I was once, a long time a go asked the simple and unassuming question, "What is a parry." I stared at the person who asked dumbfound as this person knew damn well what a parry was! The I started to explain what I thought a parry was and how to form such a parry - mostly using language like "move into frontale" and "don't parry wide".
He stopped me and said, "No, I mean what is a parry, according to Fiore." It took many weeks for this to percolate in my brain sufficiently long to realise I really didn't have an answer which I could back up with actual text from Fiore's manuscripts. It took many more weeks to cope with the fact that what I was doing may or may not be what Fiore means when he uses the term coverta, often translated to parry or cover - depending on the translator.
When I am presented this sort of question, there is only really one thing to do - pull out the manuscripts and the assorted translations of which I have access to. So, off I went to dispel my ignorance and find out what, exactly Fiore says and try to puzzle out what he means. This chase eventually lead me to r43 of the Getty.
"Questo cum la spada 'spetta questo cum la lanza e sì lo 'spetta cum dente di cenghiaro, come quello cum la lanza gli vene apresso lo magistro cum la spada rebatte sua lanza in fora inverso parte dritta. E chossì pò far lo magistro cum la spada, ch'ello pò covrir e ferir in un voltar di spada."
"This swordsman waits for the lance in Dente di Cinghiaro. As the opponent with the lance approaches him, the Master beats the lance aside to the right. The master can easily do this action with this sword - that is, parrying and striking with a single turn of the sword."- Tom Leoni
Here we can see Fiore links the terms beats (rebatte) and parrying (covrir). Essentially, he is calling the beat a parry. Thus we can conclude that beats are parries or covers. Which of course does not imply they are the only parries. We are also fortunately given very explicit instruction on how to preform just such an action on the page preceding this. v43 of the Getty.
"E tente ben a mente che le punte e li colpi riversi si debano rebatter in fora, zoè, ala traversa e non in erto. E li colpi de fendente, si debano rebatter per lo simile in fora, levando un pocho la spada dello suo inimigo,"

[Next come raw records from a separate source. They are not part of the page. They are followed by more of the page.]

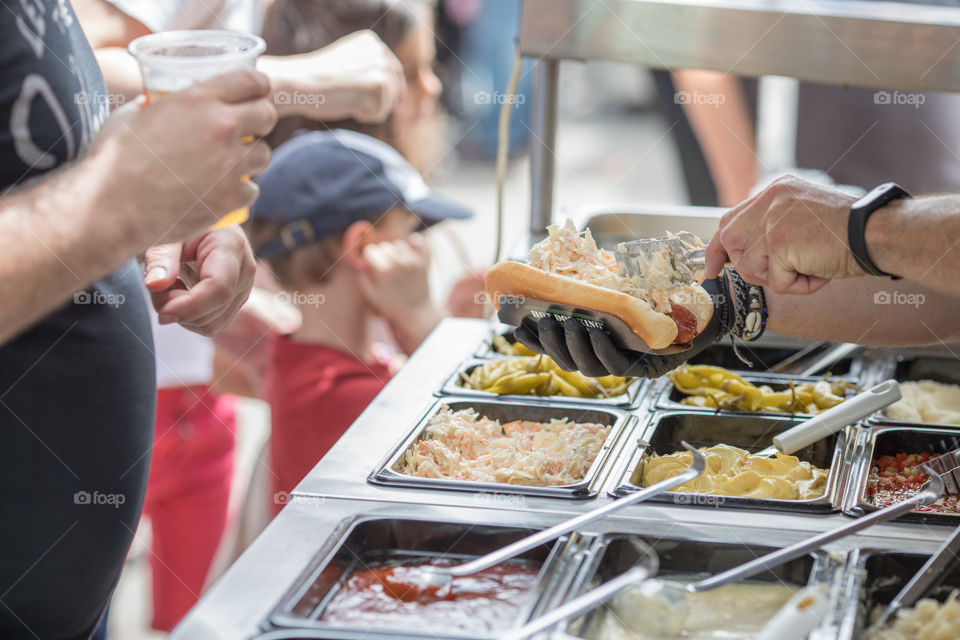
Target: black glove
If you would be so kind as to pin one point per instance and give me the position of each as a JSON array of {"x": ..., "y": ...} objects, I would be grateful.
[{"x": 593, "y": 353}]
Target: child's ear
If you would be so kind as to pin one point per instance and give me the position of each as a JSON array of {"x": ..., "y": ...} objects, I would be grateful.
[{"x": 357, "y": 236}]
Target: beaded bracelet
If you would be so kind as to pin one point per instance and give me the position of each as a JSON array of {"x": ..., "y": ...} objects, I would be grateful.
[{"x": 750, "y": 311}]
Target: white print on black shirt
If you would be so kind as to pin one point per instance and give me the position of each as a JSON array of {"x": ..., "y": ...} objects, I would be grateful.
[
  {"x": 37, "y": 27},
  {"x": 35, "y": 91}
]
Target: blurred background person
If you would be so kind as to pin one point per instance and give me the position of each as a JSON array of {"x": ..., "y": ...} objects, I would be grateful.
[
  {"x": 415, "y": 128},
  {"x": 192, "y": 465},
  {"x": 337, "y": 223}
]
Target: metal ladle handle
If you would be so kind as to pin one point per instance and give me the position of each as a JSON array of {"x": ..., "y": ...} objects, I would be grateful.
[
  {"x": 928, "y": 494},
  {"x": 580, "y": 604},
  {"x": 537, "y": 539}
]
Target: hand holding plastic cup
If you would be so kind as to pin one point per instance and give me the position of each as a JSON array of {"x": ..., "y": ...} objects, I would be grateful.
[{"x": 174, "y": 60}]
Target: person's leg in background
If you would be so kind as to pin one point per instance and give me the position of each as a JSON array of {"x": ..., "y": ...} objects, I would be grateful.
[{"x": 187, "y": 495}]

"Bear in mind that thrusts and riversi must be beaten to the outside, that is, sideways, and not upward; fendenti should similarly be beaten to the outside, lifting slightly the opponent's weapon." - Tom Leoni
Here we are given explicit instruction on how to beat almost any attack. More explicit than anything else I have found in the manuscript on how to perform a parry, outside of the copli de villano and scrabulare du punta plays. Those being explicitly called out to only apply to specific situations. In a future post I will explore the use of a beat in the rest of the mounted section and perhaps other places in the manuscript which it is found.